If you are looking for me to make a strong case for one view over another, that's not going to happen. As I write this, I'm not prepared to be dogmatic, but I lean towards being an "Amillennialist". That could change tomorrow with one convincing opposing argument.
There are three things I can say with 100% assurance -
1) Jesus is coming back. (Revelation 22)
2) We don't know when that will happen. (Matthew 24:36)
3) Be ready. (Matthew 24:44)
Glossary of Terms
Eschatology - The study of the 'last things' or 'end times'.
Millennium - The "thousand year" reign of Christ described in Revelation 20.
Olivet Discourse - Christ's prophetic discourse recorded in Matthew 24-25. It is a reply to His disciples' questions about the destruction of the temple, the end of the age, and His return.
Preterism - An eschatological viewpoint that places many of the eschatological events in the past, especially during the destruction of Jerusalem in 70 A.D.
Postmillennialism - The view which holds that the Kingdom of God is now being extended in the world through the preaching of the Gospel, and the saving work of the Holy Spirit. Christ will return after a long period of righteousness called the Millennium.
Amillennialism - The word literally means "no millennium", but most advocates of this system refer to the millennium as the period between the ascension of Christ and the loosing of Satan. During the millennium, there will be an advancement of both good and evil.
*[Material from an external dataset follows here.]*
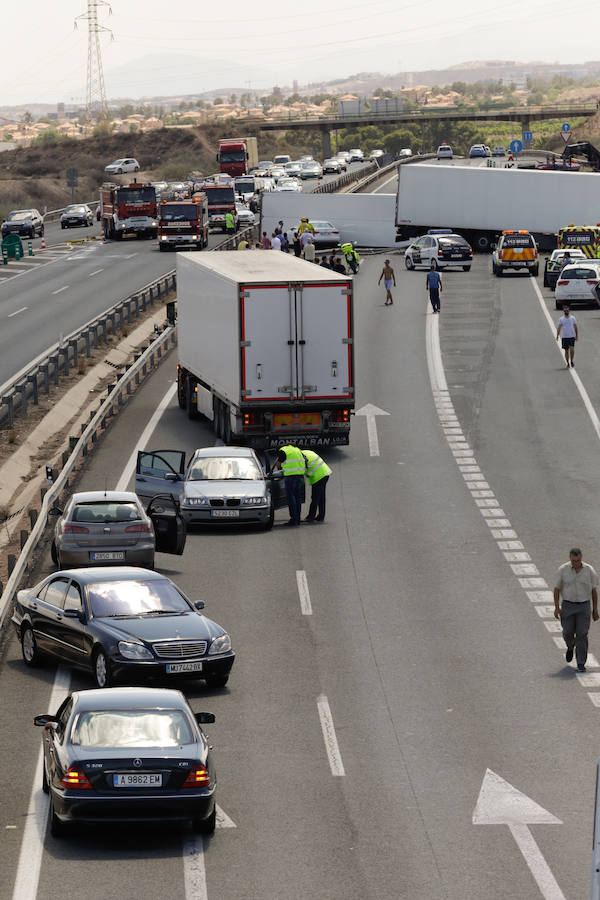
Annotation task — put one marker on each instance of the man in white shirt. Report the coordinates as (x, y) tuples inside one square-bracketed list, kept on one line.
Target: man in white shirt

With the loosing of Satan comes a time of intense persecution of the church, followed by the glorious return of Christ.
Premillennialism - The view that Christ will return to earth to establish an earthly, millennial kingdom, over which He will reign from an earthly throne.
Dispensationalism - The view that human history is divided into dispensations(different periods) where God treats humanity according to a governing principle particular to that dispensation. Accordingly, a strong distinction is made between Israel and the Church.
Rapture - The word literally means "to snatch away". It is the raising of those who are alive when the dead are resurrected. According to dispensationalists, this is the coming of Christ in the air for His saints prior to the Tribulation.
The Tribulation - The dispensational belief in a 7 year period of earthly troubles that occurs between the coming of Christ for His saints and the coming of Christ with His saints. This 7 year period is associated with the 70th week of Daniel's prophecy.
The Four Major Views of Christ's Second Coming
Dispensational premillennialists hold that Christ will come before a seven-year period of intense tribulation to take His church (living and dead) into heaven. After this period of fulfillment of divine wrath, He shall then return to rule from a holy city (The New Jerusalem) over the earthly nations for one thousand years. After these thousand years, Satan, who was bound up during Christ's earthly reign, will be loosed to deceive the nations, gather an army of the deceived, and take up to battle against the Lord. This battle will end in both the judgment of the wicked and Satan and the entrance into the eternal state of glory by the righteous. This view is called premillenialism because it places the return of Christ before the millennium and it is called dispensational because it is founded in the doctrines of dispensationalism.
Historical premillennialists place the return of Christ just before the millennium and just after a time of great apostasy and tribulation. After the millennium, Satan will be loosed and Gog and Magog will rise against the kingdom of God; this will be immediately followed by the final judgment. While similar in some respects to the dispensational variety (in that they hold to Christ's return being previous the establishment of a thousand-year earthly reign), historical premillennialism differs in significant ways (notably in their method of interpreting Scripture).
The amillennialist believes that the Kingdom of God was inaugurated at Christ's resurrection (hence the term "inaugurated millennialism") at which point he gained victory over both Satan and the Curse. Christ is even now reigning (hence the term "nunc-millennialism" - nunc means "now") at the right hand of the Father over His church. After this present age has ended, Christ will return and immediately usher the church into their eternal state after judging the wicked. The term "amillennialism" is actually a misnomer for it implies that Revelation 20:1-6 is ignored; in fact, the amillennialist's hermeneutic interprets it (and in fact, much of apocalyptic literature) non-literally.
The postmillennialist believes that the millennium is an era (not a literal thousand years) during which Christ will reign over the earth, not from an literal and earthly throne, but through the gradual increase of the Gospel and its power to change lives. After this gradual Christianization of the world, Christ will return and immediately usher the church into their eternal state after judging the wicked. This is called postmillennialism because, by its view, Christ will return after the millennium.